Salud Digna announced this Monday that the first clinic of the Mexican Community of Hemodialysis (CMH) model has performed more than 2,500 treatments per month, since it began operations in January of this year, to care for the Mexican population suffering from chronic renal failure. .
The Mexican Community of Hemodialysis (CMH), located in Toluca, State of Mexico, has the capacity to receive around 80 patients a day and provide more than 20 sessions of hemodialysis At the same time, in rooms equipped with all the necessary services to create an optimal environment during treatment, with access through a screen to educational and entertainment programs.
This type of treatment exponentially increases the life expectancy of patients with Chronic Kidney Disease (CKD) or renal failure, whose only cure alternative is kidney transplantfor which the waiting times range from 6 to 12 months.
Data from the National Transplant Center show that, in the second quarter of 2021, the waiting list for an intervention to replace this organ was up to 16,800 Mexicans. While in the first semester of this year, the Mexican Social Security Institute (IMSS), which represents up to 40% of kidney transplants in the country, only performed 592 operations of this type.
This shows the importance of these patients undergoing hemodialysis treatments on time and periodically, so that the function of their kidneys is temporarily replaced, which is compromised to a greater or lesser extent, depending on each case.

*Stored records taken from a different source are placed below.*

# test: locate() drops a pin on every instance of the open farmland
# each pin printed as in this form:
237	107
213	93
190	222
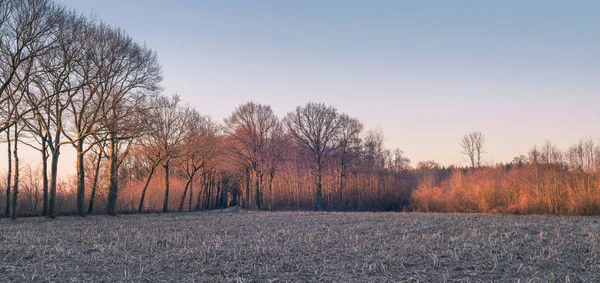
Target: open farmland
300	247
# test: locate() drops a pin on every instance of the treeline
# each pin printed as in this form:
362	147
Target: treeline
69	81
546	181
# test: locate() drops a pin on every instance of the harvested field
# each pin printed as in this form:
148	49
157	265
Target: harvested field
242	246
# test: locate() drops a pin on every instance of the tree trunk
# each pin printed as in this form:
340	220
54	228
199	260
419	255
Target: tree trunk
219	199
247	204
271	177
319	196
257	182
80	179
166	202
8	174
53	181
44	178
199	201
146	184
113	177
16	176
187	186
94	184
191	194
341	184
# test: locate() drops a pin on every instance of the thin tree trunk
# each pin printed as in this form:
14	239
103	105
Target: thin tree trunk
191	194
166	202
113	177
146	184
247	204
44	178
319	196
53	181
341	184
187	186
80	179
257	182
271	177
219	199
9	173
94	184
199	201
16	176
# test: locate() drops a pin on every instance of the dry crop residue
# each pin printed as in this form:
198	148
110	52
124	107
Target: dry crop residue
301	247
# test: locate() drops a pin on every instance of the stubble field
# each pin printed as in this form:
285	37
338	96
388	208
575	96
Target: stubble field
240	246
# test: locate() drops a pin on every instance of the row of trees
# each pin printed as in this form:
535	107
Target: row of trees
545	181
68	80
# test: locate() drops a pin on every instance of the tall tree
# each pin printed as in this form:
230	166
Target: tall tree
130	74
167	123
314	127
472	145
250	126
348	143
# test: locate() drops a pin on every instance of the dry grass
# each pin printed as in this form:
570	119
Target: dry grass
301	247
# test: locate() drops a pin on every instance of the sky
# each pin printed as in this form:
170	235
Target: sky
424	72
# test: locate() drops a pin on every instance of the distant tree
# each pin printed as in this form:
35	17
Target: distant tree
348	145
473	147
314	127
251	126
167	122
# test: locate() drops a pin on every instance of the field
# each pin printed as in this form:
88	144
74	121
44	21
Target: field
239	246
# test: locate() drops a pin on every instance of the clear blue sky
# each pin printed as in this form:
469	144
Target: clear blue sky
426	72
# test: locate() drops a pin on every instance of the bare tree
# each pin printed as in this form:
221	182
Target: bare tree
348	143
473	148
250	126
130	73
314	127
167	122
200	148
27	31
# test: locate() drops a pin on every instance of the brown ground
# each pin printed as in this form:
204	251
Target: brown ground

In this regard, Jesús Vizcarra Calderón, founding president of the Digna Health System, said that the Mexican Hemodialysis Community (CMH): “can join the mission of organizations such as IMSS-Bienestar, so that regardless of their socioeconomic level, Mexicans have the basic right to access health, with professional staff, the most modern equipment and service standards
Salud Digna signed a collaboration agreement with the Mexican Institute of Social Security (IMSS), an organization that cares for more than two thirds of the total population with kidney failure in Mexico, with the aim of expanding its medical coverage, by subrogating treatments of hemodialysis for their beneficiaries, given the saturation of their medical units.

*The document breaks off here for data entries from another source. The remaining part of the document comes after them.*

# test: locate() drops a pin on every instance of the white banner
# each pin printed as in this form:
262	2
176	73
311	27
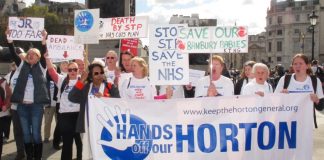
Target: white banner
123	27
277	126
25	28
167	65
218	39
63	47
86	26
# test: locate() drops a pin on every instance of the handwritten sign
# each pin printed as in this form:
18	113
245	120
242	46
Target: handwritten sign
218	39
123	27
167	65
130	45
25	29
86	26
63	47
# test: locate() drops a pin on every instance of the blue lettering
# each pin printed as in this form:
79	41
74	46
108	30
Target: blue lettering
156	132
248	134
201	138
284	132
181	137
272	135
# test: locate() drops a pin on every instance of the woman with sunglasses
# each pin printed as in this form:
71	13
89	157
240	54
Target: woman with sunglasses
68	111
302	82
138	85
92	83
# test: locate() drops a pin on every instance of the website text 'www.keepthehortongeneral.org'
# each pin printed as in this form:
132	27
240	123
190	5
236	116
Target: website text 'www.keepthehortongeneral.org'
233	110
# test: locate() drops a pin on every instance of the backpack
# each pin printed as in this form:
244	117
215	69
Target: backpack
314	83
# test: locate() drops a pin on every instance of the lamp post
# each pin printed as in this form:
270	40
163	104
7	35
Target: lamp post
313	19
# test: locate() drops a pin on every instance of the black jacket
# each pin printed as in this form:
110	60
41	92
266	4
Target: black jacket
80	96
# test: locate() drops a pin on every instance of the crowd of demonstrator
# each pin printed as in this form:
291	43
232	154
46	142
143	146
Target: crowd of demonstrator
37	88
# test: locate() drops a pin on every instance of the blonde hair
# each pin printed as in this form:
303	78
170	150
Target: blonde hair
112	52
217	58
35	50
260	65
142	63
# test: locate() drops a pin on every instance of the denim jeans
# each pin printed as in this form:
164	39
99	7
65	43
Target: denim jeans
31	116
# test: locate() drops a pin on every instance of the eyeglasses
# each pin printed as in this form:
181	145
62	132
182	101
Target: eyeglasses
97	73
72	69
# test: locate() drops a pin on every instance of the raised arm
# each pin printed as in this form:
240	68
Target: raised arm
51	71
43	49
12	50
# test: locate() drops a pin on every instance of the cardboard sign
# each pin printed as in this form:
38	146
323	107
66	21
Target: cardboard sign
86	26
130	45
220	39
167	65
63	47
25	29
123	27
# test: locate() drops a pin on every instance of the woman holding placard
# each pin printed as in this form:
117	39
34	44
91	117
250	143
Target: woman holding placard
215	84
31	94
138	85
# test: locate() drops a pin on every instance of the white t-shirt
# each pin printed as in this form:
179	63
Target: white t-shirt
52	87
245	82
67	106
224	86
123	77
110	75
134	88
29	90
300	87
13	82
6	113
177	91
253	87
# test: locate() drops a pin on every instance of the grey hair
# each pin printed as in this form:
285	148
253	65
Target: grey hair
260	65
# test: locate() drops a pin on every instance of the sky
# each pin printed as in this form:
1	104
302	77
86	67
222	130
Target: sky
251	13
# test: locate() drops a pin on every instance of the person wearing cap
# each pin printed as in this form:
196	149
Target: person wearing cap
31	94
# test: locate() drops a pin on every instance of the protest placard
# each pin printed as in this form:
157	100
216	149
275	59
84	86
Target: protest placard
130	45
220	39
86	26
25	28
167	65
123	27
63	47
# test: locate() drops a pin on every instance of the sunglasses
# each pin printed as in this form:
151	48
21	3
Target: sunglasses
72	69
97	73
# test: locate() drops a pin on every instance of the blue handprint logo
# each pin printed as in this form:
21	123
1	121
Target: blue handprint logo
118	139
84	21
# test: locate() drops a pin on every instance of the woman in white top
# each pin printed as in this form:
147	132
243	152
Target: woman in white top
138	85
301	82
215	84
245	77
68	111
258	85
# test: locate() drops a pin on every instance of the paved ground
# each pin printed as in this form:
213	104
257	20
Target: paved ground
9	149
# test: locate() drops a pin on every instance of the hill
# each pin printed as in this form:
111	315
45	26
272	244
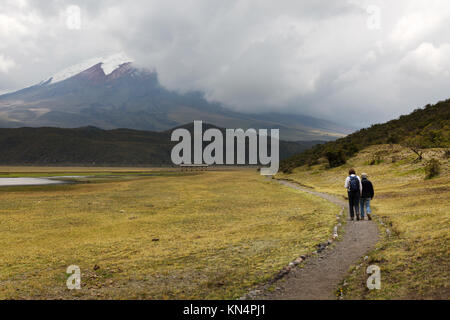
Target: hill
424	128
94	146
129	97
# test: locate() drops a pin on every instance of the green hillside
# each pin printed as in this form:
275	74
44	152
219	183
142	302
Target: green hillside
93	146
428	127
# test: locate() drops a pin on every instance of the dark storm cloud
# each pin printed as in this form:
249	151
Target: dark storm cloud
325	58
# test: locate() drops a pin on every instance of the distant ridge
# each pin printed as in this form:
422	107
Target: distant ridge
116	94
94	146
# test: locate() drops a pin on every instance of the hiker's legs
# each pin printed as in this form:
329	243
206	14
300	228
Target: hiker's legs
356	203
350	205
368	206
361	207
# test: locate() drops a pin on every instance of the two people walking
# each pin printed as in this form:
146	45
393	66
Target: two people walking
360	192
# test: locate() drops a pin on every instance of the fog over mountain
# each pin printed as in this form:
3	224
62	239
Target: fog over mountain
113	93
352	62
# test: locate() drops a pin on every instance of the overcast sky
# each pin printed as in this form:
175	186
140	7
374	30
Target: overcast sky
357	62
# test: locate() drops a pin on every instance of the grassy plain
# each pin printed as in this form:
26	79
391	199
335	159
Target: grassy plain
167	236
413	253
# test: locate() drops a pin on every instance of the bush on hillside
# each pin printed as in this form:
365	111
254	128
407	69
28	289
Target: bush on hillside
335	158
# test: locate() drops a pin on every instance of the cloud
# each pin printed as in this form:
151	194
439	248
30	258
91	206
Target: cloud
319	58
6	64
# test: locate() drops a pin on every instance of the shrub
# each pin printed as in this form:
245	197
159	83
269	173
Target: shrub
432	168
335	158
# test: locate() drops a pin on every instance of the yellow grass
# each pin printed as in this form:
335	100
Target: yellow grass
414	259
219	233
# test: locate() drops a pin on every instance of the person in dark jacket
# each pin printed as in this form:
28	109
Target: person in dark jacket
354	188
366	195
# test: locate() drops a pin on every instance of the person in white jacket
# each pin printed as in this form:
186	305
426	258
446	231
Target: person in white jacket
354	189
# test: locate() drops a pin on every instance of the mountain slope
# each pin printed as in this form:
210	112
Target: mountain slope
424	128
90	145
128	97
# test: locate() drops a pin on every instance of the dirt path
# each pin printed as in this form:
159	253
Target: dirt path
321	274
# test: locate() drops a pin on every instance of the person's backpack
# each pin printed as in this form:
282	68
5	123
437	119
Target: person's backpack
354	184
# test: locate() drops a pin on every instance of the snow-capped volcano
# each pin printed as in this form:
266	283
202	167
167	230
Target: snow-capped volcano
108	64
111	93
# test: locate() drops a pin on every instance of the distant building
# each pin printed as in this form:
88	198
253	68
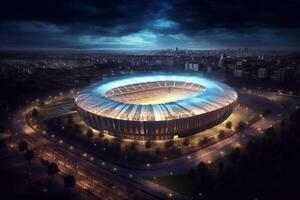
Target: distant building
262	73
287	73
191	66
275	75
222	60
238	72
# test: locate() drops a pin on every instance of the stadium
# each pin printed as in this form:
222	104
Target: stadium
155	107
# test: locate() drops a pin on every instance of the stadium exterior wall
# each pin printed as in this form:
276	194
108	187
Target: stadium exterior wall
157	130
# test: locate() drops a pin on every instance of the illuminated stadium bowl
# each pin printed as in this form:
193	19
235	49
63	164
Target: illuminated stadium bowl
155	107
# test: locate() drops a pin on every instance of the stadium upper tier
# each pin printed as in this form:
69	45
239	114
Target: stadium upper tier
155	97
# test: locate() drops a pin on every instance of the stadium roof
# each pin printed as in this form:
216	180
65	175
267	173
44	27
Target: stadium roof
214	96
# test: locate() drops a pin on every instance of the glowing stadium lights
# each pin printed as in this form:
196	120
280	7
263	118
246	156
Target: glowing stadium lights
187	104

Juan Carlos Ordóñez, general director of Salud Digna, mentioned in this regard: “this agreement with the IMSS will also facilitate an exchange of information and experiences between the two institutions, in order to remain at the forefront of patient care and needs, to know new scientific advances and use state-of-the-art equipment to guarantee safe and efficient practice in hemodialysis therapies”.
The Mexican Hemodialysis Community was officially presented on November 19, with the presence of the President of the Republic, Andrés Manuel López Obrador; the governors of the State of Mexico, Alfredo del Mazo Maza, and of Sinaloa, Rubén Rocha Moya; and the founding president of the Digna Health System, Jesús Vizcarra Calderón; among other public officials and representatives of the private sector.
At the event, Jesús Vizcarra Calderón commented that “this initiative joins the Salud Digna family, which today is distributed in 185 clinics in the 32 states of Mexico, in Nicaragua and in the coming weeks also in El Salvador and Guatemala. What would not have been possible without a team of 12,000 women and men committed to excellence, who have cared for more than 16 million Mexicans with care, dedication and love this year.”